Pan-African Postcard

The role of the USA in Haiti hunger riots

2008-04-22

Bill Quigle

In the same way that US cotton farm subsidies hurt African cotton farmers by depressing the world market, Bill Quigley argues that by subsidizing its rice farmers, the US has gravely hurt Haitian rice farmers.

Riots in Haiti over explosive rises in food costs have claimed the lives of six people.  There have also been food riots world-wide in Burkina Faso, Cameroon, Cote d'Ivorie, Egypt, Guinea, Mauritania, Mexico, Morocco, Senegal, Uzbekistan and Yemen.

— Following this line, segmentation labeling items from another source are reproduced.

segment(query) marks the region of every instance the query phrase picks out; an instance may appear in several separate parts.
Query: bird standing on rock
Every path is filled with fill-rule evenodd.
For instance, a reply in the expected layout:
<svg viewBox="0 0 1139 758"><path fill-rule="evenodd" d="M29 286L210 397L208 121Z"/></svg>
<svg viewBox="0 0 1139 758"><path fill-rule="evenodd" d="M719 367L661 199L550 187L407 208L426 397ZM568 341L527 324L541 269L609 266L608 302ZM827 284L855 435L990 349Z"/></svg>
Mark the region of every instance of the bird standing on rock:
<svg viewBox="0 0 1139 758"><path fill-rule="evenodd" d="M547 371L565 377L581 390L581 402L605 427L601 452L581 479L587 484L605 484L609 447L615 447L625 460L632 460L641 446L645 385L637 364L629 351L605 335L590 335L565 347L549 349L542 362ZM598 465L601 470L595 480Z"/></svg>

The Economist, which calls the current crisis the silent tsunami, reports that last year wheat prices rose 77% and rice 16%, but since January rice prices have risen 141%. The reasons include rising fuel costs, weather problems, increased demand in China and India, as well as the push to create biofuels from cereal crops.

Hermite Joseph, a mother working in the markets of Port au Prince, told journalist Nick Whalen that her two kids are "like toothpicks - they're not getting enough nourishment.  Before, if you had a dollar twenty-five cents, you could buy vegetables, some rice, 10 cents of charcoal and a little cooking oil. Right now, a little can of rice alone costs 65 cents, and is not good rice at all.  Oil is 25 cents.  Charcoal is 25 cents. With a dollar twenty-five, you can't even make a plate of rice for one child."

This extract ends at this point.